Founded in 1981 by the Miami-Dade Board of County Commission, the Sister Cities Program is currently administered by the Jay Malina International Trade Consortium. The program has established sister cities relationships with twenty-three cities in South America, Central America, the Caribbean, Europe, and Asia. Throughout these years, the program has developed innovative projects, which have furthered international cooperation and understanding between Miami-Dade County and the respective sister cities.

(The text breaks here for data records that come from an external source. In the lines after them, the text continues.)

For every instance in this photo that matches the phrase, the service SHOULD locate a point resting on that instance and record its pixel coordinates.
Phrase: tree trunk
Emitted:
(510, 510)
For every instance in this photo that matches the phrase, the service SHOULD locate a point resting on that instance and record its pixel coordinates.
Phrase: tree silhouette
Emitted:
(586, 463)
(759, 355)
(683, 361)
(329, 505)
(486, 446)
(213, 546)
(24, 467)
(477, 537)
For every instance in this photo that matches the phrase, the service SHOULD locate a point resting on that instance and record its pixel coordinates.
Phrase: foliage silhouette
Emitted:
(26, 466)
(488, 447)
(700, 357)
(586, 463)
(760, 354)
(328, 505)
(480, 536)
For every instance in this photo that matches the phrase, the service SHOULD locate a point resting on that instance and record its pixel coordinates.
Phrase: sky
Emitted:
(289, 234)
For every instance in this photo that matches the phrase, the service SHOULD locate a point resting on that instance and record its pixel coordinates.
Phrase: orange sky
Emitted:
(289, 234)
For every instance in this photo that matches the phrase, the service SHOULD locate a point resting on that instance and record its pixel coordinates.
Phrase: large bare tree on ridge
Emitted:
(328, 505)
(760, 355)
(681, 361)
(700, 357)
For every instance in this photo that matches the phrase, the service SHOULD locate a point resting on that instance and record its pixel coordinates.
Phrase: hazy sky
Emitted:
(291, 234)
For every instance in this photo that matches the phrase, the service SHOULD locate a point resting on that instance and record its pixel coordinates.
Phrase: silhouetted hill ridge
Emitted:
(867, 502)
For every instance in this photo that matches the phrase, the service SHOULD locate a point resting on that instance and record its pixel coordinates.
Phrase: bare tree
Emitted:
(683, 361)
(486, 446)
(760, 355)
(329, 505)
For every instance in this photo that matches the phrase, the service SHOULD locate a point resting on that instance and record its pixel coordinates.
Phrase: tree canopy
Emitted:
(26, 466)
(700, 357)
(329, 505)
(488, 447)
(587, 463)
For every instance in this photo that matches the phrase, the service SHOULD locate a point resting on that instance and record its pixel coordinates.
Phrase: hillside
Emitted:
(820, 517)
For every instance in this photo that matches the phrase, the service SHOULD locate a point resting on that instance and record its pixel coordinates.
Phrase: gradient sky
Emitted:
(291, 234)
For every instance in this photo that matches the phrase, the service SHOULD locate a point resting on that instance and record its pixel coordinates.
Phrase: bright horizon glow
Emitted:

The Miami-Dade Sister Cities Program consists of the following cities:

Asti, Italy
Asuncion, Paraguay
Cayman Islands, British West Indies
Commonwealth of the Bahamas
Iquique, Chile
Kingston, Jamaica
Lamentin, Guadaloupe
Maldonado, Uruguay
Mendoza, Argentina
Monagas, Venezuela
Pereira, Colombia
Petit Goave, Haiti
Pucallpa, Peru
San Jose, Costa Rica
Santa Cruz, Bolivia
Santo Domingo, Dominican Republic
Sao Paulo, Brazil
St. Kitts & Nevis Islands
Stockholm, Sweden
Taipei County, Taiwan
Tenerife, Canary Islands, Spain
Turks & Caicos Islands
Veracruz, Mexico

It's very hard for me to single out any one of our sister cities, because they are all equally our favorites. So, to remain impartial, I am using a "neutral" system to pick one out of the hat. The system I adopt is to take this opportunity to highlight to you our "Hurricane Alley." This is where most of the hot, steamy and stormy action takes place during our annual hurricane season from June 1 through November 30th, which is the area of the Atlantic basin in this satellite photograph. The actual birth place of many of our hurricanes is the area near Cape Verde island, off the western coast of Africa.

Our favorite sister city in question is the Turks & Caicos Islands, beautiful, but so vulnerable. Can you see where she is on this Google map? Hint: She's due East of the island of Cuba.